I noticed greater detail in labelling, providing not only more detail on individual items but more extensive explanations of displays as a whole. Next to the gigantic stone coin (a foot in diameter) from the Micronesian island of Yap, is a photographic montage explaining how our money is made today at the Royal Mint.
This is typical of the museum's new display strategy: Crossing Cultures, Crossing Times, using comparisons of objects to "trace the journey of ideas and influences through the centuries and across continents." One of the treasured memories of my anthropology degree was wandering around the Ashmolean with the late Andrew Sherratt, an enthusiastic and inspiring guide whose particular passion was the development of such cultural journeys. It's good to see the general application of this approach.

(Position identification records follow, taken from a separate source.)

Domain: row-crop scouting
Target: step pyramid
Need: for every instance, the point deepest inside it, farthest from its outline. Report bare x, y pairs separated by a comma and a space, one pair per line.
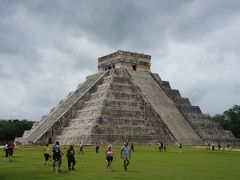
123, 102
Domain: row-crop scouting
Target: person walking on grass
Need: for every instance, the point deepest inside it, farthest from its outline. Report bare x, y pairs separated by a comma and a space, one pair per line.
80, 148
11, 147
57, 158
125, 155
109, 157
132, 147
6, 149
97, 148
71, 158
46, 153
180, 148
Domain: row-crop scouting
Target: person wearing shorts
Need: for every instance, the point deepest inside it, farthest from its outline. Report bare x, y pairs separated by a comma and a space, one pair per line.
126, 156
46, 153
10, 150
57, 158
71, 158
109, 157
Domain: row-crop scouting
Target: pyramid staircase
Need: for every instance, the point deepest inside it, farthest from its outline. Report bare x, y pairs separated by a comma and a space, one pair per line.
115, 112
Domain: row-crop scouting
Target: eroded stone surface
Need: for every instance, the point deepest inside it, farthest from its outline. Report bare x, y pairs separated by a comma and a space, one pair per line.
125, 102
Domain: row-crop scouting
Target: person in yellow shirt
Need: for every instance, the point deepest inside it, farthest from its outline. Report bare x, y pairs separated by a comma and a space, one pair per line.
46, 152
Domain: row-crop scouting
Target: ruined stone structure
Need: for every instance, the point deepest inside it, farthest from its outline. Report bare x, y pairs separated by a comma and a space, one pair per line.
124, 101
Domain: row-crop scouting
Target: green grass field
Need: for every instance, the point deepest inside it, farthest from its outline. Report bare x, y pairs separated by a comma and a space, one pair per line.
146, 163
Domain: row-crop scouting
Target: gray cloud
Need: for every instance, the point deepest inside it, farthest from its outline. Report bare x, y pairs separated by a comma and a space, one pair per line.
48, 47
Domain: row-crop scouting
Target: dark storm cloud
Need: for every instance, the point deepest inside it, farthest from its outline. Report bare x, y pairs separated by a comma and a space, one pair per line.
48, 47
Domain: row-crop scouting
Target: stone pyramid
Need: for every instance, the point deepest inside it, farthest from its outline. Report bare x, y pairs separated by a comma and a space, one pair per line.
124, 101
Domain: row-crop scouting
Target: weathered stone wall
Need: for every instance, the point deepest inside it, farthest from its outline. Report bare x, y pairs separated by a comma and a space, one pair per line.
208, 130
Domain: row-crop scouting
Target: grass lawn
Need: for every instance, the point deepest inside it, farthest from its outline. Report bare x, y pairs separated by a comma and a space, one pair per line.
146, 163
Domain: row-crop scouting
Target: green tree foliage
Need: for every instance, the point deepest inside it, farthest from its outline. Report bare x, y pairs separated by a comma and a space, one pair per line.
230, 120
9, 129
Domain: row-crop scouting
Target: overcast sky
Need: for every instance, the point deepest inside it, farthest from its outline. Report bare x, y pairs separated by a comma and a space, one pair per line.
48, 47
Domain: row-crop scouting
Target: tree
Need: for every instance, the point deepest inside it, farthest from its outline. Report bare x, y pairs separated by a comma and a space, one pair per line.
230, 120
10, 129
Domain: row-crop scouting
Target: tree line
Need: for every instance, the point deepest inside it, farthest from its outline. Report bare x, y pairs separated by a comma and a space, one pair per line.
230, 120
10, 129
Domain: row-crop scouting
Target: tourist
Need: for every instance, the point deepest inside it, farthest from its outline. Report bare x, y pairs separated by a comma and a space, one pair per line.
6, 149
97, 148
80, 148
132, 147
109, 157
10, 150
71, 158
125, 154
162, 145
213, 146
165, 147
57, 158
180, 147
159, 147
46, 153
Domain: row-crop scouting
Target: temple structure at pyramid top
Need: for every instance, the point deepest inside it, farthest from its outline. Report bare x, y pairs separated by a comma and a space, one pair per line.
125, 101
126, 60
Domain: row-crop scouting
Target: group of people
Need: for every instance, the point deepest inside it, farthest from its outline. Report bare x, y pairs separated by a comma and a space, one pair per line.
56, 155
8, 148
124, 154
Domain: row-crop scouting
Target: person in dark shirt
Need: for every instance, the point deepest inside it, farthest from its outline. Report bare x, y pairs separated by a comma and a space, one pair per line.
71, 159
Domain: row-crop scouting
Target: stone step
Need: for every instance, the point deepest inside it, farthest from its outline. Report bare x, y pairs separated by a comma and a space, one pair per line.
168, 112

One of the glossiest new features is the restaurant on the top floor. The café, traditionalists will be pleased to hear, is still in the crypt, but there's now a gleaming restaurant with a splendid outdoor seating area at the very top of the museum. There's also an education centre and a brand new temporary exhibition space. And a lift (I hope they do something about the rather intrusive ping it makes on arrival though).

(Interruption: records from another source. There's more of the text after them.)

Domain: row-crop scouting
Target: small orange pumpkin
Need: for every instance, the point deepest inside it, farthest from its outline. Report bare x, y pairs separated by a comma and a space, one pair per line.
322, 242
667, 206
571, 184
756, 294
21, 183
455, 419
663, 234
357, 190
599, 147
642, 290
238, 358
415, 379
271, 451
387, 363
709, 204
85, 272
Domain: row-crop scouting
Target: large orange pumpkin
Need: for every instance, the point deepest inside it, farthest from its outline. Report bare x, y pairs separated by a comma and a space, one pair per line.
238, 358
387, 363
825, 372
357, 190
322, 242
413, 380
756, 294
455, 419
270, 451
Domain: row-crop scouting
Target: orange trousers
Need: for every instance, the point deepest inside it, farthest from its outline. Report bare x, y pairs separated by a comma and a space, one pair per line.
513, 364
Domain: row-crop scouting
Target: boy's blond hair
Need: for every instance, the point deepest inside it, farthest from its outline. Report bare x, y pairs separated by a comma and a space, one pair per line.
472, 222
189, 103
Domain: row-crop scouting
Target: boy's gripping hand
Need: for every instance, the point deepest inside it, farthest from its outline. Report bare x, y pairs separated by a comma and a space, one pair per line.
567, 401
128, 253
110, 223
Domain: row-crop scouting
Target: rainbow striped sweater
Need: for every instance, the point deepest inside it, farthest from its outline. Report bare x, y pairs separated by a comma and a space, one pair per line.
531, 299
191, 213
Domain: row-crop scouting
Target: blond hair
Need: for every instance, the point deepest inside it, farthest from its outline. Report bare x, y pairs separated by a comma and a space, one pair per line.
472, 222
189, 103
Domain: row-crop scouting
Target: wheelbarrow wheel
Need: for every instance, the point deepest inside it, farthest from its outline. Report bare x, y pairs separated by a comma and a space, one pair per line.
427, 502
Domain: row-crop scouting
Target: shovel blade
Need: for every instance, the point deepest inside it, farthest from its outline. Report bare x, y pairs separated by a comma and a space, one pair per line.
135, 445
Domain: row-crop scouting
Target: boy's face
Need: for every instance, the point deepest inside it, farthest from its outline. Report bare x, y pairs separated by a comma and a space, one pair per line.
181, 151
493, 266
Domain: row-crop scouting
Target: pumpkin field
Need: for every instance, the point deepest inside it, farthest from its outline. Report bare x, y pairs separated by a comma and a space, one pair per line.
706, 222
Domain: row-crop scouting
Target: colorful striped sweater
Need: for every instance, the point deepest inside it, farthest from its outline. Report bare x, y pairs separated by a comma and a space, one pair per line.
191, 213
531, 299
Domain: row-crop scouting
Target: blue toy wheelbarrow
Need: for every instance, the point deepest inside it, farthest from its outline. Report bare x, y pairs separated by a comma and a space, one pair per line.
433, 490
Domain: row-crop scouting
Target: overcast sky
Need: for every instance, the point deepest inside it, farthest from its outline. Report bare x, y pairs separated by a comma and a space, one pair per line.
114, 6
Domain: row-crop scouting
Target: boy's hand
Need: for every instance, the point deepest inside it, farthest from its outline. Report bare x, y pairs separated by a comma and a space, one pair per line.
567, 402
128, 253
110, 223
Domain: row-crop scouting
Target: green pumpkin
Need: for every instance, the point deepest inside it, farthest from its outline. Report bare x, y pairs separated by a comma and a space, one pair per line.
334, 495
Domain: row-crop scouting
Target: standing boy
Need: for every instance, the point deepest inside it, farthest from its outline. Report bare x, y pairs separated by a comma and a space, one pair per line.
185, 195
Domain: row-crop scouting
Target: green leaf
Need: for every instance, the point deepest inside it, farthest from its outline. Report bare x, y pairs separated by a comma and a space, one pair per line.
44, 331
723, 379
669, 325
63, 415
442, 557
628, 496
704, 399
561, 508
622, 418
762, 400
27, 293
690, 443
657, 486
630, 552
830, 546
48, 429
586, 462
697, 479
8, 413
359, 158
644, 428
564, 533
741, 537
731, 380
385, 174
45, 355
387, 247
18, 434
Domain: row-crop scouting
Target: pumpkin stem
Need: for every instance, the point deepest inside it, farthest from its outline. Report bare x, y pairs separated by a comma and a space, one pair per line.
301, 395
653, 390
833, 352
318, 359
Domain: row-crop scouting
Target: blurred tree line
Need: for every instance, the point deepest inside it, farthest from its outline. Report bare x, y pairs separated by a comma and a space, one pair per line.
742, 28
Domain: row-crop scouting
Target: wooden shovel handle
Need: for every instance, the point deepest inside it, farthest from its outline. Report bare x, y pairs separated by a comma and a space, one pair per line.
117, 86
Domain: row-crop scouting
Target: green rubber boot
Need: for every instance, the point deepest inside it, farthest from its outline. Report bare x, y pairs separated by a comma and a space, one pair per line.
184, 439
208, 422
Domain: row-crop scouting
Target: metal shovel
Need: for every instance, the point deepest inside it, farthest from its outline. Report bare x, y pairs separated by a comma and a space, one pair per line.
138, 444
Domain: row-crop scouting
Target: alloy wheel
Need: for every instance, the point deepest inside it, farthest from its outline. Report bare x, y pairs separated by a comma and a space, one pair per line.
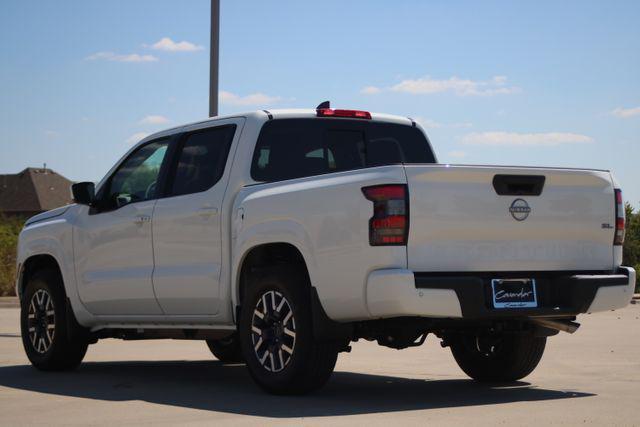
41, 321
273, 331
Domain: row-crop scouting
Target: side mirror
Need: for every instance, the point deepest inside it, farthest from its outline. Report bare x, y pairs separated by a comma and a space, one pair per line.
83, 193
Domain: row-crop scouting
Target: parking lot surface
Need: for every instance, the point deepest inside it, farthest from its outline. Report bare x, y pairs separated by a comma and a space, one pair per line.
589, 378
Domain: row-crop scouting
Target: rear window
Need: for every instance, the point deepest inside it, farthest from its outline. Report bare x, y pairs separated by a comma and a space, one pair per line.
295, 148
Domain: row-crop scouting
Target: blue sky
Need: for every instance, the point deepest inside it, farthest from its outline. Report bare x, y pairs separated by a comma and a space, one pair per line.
543, 83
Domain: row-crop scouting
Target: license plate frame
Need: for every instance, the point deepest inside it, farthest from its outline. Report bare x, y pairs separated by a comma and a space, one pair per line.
514, 293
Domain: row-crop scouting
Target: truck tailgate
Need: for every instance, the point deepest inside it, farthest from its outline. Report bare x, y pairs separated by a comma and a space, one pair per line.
459, 222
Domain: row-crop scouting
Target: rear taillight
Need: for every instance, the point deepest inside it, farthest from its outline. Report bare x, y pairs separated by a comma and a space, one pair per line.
354, 114
618, 239
389, 224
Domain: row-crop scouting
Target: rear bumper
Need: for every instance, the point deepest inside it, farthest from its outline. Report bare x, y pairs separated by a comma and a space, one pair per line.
398, 292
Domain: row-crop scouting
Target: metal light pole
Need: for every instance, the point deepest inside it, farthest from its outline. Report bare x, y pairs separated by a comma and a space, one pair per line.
214, 58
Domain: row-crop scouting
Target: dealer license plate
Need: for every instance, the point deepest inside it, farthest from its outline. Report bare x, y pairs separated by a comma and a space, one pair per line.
514, 293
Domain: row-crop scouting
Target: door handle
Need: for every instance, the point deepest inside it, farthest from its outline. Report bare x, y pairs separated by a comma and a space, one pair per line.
208, 211
141, 219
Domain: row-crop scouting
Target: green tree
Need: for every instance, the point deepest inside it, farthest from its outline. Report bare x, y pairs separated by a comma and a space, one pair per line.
9, 230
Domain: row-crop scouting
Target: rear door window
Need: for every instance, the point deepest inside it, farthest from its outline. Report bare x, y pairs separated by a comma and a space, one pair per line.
202, 157
295, 148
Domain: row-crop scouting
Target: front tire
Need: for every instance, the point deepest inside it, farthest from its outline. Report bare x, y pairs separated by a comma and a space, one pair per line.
277, 337
498, 358
52, 339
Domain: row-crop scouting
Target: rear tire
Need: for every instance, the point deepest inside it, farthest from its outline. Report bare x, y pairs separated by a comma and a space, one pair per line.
226, 350
51, 336
498, 359
276, 335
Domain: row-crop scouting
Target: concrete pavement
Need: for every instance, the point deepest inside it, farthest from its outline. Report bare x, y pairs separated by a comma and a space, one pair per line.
591, 377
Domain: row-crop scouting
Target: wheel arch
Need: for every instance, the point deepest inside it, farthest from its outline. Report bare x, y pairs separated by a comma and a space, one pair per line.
35, 263
264, 255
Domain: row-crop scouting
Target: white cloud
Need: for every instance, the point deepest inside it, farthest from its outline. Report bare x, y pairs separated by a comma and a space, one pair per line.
460, 87
153, 120
458, 154
132, 57
370, 90
136, 137
168, 45
258, 99
515, 139
625, 113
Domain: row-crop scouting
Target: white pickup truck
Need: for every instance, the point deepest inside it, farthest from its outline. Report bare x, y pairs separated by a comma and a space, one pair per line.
281, 236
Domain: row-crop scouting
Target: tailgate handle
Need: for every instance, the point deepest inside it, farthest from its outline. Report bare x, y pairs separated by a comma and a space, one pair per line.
518, 185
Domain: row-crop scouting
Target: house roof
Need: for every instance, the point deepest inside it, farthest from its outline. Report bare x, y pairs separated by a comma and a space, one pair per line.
34, 190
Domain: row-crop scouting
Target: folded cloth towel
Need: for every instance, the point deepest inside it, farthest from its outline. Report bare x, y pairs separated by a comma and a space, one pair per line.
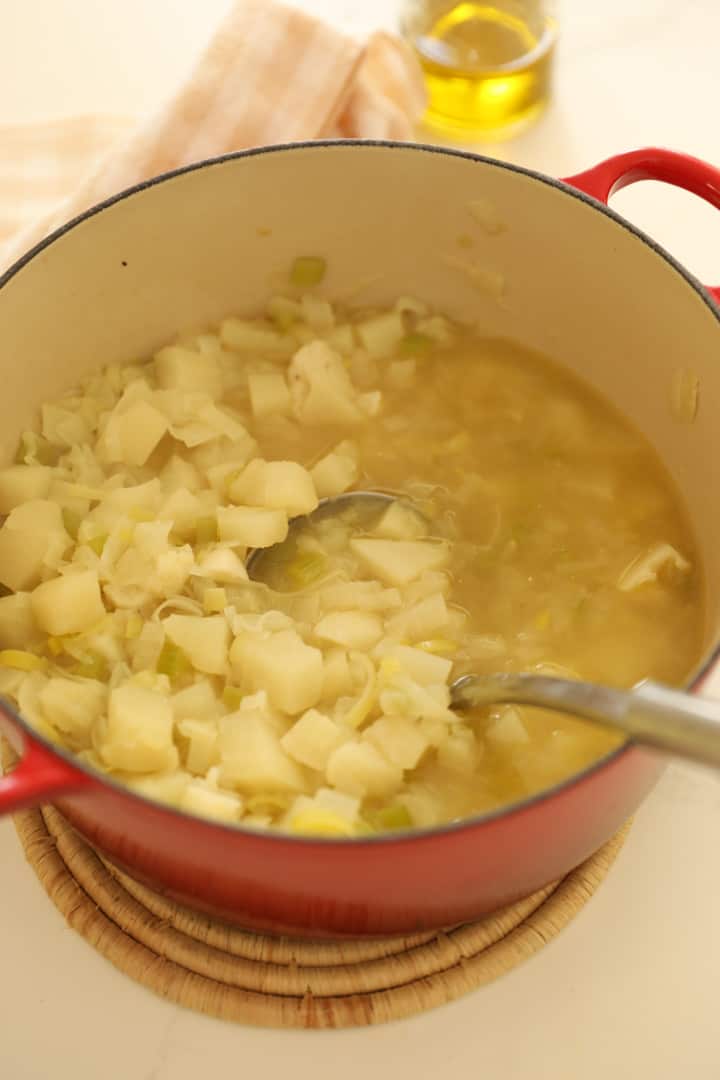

At the preview there were still some missing labels and even a few empty cases - staff have been working flat out to finish things off, and hopefully it'll all be complete in time for the public opening on the 7th November. But the design of the displays is very satisfying - everything's laid out with care and thought for the needs of each particular piece, and some lovely touches of humour.

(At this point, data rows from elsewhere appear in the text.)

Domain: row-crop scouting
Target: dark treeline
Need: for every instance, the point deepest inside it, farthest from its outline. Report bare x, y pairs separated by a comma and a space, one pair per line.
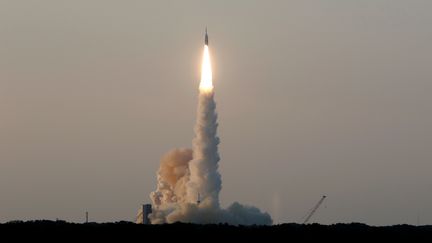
64, 231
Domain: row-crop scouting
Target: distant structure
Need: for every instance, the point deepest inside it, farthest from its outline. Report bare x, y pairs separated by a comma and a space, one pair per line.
314, 209
145, 213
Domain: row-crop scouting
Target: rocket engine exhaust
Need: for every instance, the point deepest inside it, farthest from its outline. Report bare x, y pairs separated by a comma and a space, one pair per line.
189, 181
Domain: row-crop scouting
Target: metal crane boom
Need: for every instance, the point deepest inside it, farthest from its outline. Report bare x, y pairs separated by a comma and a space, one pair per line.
314, 209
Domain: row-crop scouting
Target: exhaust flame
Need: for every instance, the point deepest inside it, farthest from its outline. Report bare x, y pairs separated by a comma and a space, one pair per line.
188, 179
206, 83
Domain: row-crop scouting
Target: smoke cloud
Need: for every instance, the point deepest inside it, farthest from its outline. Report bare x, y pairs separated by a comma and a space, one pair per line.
188, 180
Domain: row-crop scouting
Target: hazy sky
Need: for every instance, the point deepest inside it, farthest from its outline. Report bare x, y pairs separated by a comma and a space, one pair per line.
314, 97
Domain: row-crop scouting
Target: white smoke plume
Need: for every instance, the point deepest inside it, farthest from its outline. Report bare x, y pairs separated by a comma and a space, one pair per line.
186, 176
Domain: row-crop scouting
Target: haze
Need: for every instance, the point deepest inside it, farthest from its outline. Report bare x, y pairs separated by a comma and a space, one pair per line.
314, 98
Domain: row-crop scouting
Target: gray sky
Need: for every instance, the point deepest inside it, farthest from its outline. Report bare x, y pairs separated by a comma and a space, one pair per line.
314, 97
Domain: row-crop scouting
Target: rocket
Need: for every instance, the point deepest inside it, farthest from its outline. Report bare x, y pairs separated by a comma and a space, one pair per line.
206, 38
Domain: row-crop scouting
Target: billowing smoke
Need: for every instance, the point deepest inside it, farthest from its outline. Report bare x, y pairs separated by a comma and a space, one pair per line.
189, 181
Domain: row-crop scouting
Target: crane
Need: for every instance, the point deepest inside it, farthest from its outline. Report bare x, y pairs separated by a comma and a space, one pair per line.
313, 210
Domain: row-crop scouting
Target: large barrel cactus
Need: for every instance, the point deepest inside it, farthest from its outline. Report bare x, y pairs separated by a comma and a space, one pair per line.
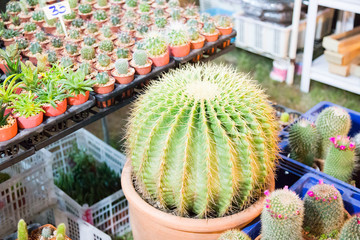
202, 142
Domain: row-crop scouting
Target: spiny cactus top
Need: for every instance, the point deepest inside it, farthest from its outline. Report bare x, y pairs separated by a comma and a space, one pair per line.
324, 210
234, 235
351, 229
282, 216
202, 141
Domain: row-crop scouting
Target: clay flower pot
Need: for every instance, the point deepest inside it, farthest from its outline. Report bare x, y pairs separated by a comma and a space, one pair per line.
78, 99
180, 51
197, 44
148, 221
9, 131
31, 121
106, 88
124, 78
142, 70
161, 60
50, 111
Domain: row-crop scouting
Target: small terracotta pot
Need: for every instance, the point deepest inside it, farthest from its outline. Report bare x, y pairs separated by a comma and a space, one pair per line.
142, 70
198, 43
148, 221
50, 111
124, 78
8, 133
161, 60
180, 51
78, 99
108, 87
31, 121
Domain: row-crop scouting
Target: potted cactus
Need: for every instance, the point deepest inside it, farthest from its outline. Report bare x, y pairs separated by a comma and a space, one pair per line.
224, 24
157, 49
210, 32
122, 73
104, 83
140, 62
179, 41
28, 110
8, 124
195, 104
76, 85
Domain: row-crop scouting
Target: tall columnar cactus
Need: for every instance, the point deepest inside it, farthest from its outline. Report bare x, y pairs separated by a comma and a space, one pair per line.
331, 122
202, 141
282, 216
351, 229
303, 139
22, 230
324, 210
234, 235
340, 160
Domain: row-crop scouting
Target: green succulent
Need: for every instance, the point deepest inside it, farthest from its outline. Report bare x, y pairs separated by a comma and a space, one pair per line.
85, 8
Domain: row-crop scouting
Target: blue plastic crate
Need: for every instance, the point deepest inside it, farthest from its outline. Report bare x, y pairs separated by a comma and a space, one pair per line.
351, 197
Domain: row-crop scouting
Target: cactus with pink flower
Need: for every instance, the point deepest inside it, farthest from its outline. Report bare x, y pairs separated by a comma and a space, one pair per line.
340, 160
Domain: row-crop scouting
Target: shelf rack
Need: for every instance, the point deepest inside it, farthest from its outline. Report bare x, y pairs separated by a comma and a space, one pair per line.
318, 70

For those who know it well, it's a little strange walking between the old and new buildings. But the new galleries have not been added insensitively and the set piece architecture is a lot of fun. It's fabulous to have access again to these exquisite treasures. The frog purse; the Alfred jewel; kettles, vases and screens covered in animals from dragons to mice; Roman, Greek and Egyptian scuplture; Chinese robes; the tiny jewel-like array of seals from Crete... The face-lifted Ashmolean is a world-class museum in the heart of our city, an amazing place to visit - and it's still absolutely free!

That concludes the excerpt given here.